X = real_Z.dot(real_W.T) + real_mu[np.newaxis, :] + EPS

You can compare the latent data $\boldsymbol{Z}$ from which the observable data has been constructed and the observable data $\boldsymbol{X}$:

In [9]:
scatter(real_Z[:, 0], np.zeros(len(real_Z)), c="b", label="Z")
scatter(X[:, 0], X[:, 1], c="r", label="X")
xlim(-3, 3)
ylim(-2, 2)
legend()
Out[9]:
<matplotlib.legend.Legend at 0x7f7336be4b90>

Let us see how well $\boldsymbol{Z}$ is reconstructed. Red lines connect corresponding real and estimated samples.

In [10]:
ppca = ProbabilisitcPCA(1)
ppca.fit(X)
Z = ppca.transform(X)
In [11]:
scatter(real_Z[:, 0], -0.5 * np.ones(len(real_Z)),
        c="b", label="real Z")
scatter(Z[:, 0], 0.5 * np.ones(len(Z)),
        c="g", label="estimated Z")
for z_real, z_est in zip(real_Z[:, 0], Z[:, 0]):
    plot([z_real, z_est], [-0.5, 0.5], c="r", lw=0.5)
xlim(-3, 3)
ylim(-1, 1)
legend()
Out[11]:
<matplotlib.legend.Legend at 0x7f7330a6c790>
In [12]:
real_mu
Out[12]:
array([ 0.4, -0.1])
In [13]:
ppca.mu_
Out[13]:
array([ 0.32459438, -0.13958096])
In [14]:
real_W
Out[14]:
array([[-1. ],
       [-0.6]])
In [15]:
ppca.W_
Out[15]:
array([[ 0.98755166],
       [ 0.61282053]])

The mean is estimated quite well, but $\boldsymbol{W}$ does not fit at all. Because the real latent samples are unknown, expectation maximization (EM) will just find one plausible solution. In general, EM will only find locally optimal solutions. If we project a line from the latent space to the observable space, however, the result looks perfect:

In [16]:
Z_test = np.linspace(-3, 3, 100)[:, np.newaxis]
X_test = ppca.inverse_transform(Z_test)
plot(X_test[:, 0], X_test[:, 1], c="b", label="$W z + \mu$")
scatter(X[:, 0], X[:, 1], c="r", label="X")
xlim(-3, 3)
ylim(-2, 2)
legend()
Out[16]:
<matplotlib.legend.Legend at 0x7f7330619590>

Summary

Maximum likelihood estimates (MLE) are useful but how they are generated is often very specific for the problem at hand. In general, it is often a good idea to frame machine learning problems in a probabilistic perspective and think about how to express it as a maximum likelihood problem.
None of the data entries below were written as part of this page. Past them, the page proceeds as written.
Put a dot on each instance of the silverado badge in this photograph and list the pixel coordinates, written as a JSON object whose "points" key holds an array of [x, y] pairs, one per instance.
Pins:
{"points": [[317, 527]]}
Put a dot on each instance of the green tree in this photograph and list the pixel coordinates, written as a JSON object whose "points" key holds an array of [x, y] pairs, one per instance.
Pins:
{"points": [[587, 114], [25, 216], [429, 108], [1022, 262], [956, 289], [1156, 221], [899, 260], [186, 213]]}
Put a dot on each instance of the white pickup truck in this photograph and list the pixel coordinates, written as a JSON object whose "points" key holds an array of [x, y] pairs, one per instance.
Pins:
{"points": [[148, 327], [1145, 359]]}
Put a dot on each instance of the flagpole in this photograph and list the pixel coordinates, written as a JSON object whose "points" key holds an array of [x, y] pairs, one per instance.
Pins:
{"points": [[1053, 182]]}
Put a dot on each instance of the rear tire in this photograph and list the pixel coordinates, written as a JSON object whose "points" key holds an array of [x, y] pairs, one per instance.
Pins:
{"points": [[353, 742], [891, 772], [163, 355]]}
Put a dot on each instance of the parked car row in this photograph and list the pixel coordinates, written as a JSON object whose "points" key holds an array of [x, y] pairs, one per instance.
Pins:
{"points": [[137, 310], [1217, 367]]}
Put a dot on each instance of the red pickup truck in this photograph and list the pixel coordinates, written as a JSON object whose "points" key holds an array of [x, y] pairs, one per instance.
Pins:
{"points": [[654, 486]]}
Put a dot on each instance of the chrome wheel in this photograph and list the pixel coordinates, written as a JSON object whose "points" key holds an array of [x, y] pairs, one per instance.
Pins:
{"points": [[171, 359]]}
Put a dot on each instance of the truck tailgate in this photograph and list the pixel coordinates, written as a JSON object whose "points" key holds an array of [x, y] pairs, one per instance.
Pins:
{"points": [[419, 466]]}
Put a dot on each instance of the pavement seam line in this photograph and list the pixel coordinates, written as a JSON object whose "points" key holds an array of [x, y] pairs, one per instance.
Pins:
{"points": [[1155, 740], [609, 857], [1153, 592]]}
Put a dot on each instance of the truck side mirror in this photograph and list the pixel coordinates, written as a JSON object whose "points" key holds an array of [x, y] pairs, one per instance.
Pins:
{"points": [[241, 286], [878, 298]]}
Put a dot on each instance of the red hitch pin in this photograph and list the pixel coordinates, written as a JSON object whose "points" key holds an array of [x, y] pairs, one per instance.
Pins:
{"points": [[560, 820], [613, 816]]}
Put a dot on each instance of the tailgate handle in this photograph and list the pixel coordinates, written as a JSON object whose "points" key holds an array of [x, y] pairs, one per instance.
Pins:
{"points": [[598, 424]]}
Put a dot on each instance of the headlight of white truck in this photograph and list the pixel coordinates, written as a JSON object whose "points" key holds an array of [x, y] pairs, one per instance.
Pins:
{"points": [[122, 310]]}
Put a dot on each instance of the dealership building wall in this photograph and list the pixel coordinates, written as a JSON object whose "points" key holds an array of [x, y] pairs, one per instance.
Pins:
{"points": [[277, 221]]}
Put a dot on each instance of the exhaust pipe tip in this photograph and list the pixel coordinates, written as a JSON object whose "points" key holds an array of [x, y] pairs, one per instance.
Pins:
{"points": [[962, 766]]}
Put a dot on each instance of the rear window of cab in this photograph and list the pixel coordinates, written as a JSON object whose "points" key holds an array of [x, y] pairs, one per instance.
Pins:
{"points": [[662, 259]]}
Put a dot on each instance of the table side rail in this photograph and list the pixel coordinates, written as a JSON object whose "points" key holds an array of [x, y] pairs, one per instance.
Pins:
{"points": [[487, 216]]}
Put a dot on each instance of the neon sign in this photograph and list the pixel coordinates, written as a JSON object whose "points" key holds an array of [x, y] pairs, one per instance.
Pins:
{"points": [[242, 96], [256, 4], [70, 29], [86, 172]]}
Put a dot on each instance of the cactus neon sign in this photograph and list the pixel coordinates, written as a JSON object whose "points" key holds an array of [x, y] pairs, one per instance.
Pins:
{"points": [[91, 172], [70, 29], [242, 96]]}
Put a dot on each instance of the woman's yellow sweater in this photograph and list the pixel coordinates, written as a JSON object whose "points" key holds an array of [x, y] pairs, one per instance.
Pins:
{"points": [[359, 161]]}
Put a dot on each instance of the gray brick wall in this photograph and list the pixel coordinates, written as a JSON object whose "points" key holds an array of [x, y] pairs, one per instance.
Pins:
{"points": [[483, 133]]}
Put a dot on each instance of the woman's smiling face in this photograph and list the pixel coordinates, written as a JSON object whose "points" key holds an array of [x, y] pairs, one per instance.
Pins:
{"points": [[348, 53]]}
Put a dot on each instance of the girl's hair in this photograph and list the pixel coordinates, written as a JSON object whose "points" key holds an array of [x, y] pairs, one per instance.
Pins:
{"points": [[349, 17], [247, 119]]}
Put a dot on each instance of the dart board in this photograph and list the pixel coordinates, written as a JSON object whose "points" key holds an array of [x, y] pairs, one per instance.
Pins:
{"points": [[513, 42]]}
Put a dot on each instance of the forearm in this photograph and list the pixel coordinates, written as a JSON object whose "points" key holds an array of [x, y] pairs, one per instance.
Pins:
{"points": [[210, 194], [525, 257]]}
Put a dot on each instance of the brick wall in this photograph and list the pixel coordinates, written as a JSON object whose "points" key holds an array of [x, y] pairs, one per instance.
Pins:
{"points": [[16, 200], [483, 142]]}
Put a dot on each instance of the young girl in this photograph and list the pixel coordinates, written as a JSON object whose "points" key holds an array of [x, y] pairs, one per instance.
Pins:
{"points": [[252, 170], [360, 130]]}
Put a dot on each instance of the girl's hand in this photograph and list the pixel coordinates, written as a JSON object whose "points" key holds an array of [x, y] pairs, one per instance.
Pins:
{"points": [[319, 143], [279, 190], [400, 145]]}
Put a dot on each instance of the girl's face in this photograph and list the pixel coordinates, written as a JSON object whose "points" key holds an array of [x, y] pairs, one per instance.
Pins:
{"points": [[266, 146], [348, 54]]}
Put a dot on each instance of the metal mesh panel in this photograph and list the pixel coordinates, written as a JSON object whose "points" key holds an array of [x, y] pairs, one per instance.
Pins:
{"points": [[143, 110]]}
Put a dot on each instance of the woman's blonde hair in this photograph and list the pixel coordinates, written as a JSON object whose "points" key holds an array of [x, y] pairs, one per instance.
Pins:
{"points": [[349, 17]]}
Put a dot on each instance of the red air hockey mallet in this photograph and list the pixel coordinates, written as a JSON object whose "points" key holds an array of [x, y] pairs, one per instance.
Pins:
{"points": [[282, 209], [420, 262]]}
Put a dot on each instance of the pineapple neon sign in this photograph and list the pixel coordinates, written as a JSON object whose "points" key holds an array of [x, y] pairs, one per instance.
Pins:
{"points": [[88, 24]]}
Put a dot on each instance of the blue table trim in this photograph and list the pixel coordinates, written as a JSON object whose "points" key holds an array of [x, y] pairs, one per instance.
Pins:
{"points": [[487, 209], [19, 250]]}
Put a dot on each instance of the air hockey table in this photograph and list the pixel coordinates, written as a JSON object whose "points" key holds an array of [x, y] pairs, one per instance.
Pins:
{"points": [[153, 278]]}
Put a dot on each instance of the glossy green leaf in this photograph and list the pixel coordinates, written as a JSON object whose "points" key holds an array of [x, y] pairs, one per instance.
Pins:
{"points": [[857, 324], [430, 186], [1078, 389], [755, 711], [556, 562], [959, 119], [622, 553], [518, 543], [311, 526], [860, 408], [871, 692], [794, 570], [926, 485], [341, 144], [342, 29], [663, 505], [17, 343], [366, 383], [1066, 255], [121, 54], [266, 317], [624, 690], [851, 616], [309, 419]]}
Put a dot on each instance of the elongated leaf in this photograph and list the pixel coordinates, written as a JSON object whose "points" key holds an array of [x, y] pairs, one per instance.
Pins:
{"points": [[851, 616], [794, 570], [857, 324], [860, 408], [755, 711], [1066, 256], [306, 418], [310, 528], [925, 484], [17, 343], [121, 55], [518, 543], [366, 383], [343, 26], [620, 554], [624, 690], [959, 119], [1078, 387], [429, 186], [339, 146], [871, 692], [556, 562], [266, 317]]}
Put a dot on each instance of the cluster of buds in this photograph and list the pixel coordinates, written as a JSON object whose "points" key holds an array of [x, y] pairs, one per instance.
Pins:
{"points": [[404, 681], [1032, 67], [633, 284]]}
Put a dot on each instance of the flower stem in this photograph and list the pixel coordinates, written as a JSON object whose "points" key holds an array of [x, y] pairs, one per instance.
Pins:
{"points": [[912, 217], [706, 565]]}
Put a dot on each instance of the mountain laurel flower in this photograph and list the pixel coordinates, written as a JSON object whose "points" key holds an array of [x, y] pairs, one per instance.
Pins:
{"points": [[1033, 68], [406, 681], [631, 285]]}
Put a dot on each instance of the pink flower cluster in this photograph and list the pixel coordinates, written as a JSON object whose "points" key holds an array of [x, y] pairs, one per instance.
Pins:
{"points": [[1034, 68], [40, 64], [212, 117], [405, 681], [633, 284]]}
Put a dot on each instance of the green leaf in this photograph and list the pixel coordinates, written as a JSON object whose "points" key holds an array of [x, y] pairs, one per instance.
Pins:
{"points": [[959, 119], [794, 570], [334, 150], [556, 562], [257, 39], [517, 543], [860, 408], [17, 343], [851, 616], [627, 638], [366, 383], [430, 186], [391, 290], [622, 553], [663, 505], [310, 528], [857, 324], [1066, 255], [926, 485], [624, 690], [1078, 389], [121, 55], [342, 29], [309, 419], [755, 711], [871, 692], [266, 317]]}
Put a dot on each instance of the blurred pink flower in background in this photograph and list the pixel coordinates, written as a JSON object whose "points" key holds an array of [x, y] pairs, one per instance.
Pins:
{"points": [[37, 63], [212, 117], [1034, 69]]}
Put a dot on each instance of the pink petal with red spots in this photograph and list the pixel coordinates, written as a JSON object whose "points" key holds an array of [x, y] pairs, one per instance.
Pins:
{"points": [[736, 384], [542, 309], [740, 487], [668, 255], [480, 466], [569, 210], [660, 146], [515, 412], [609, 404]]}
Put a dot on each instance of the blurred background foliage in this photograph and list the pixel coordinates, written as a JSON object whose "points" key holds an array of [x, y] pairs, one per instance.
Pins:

For example, classification (logistic regression), clustering (Gaussian mixture models), regression (linear regression), reinforcement learning (reward-weighted regression) and many more fields rely on maximum likelihood estimates.

There are several ways to solve these problems. Usually it is either a direct optimization problem in which we can minimize the negative log-likelihood or several variables are unknown and we could use expectation maximization.

If we want to add regularization, we could instead compute the maximum a posteriori estimate (MAP), which means that we include a specific prior distribution for the variables that we want to estimate.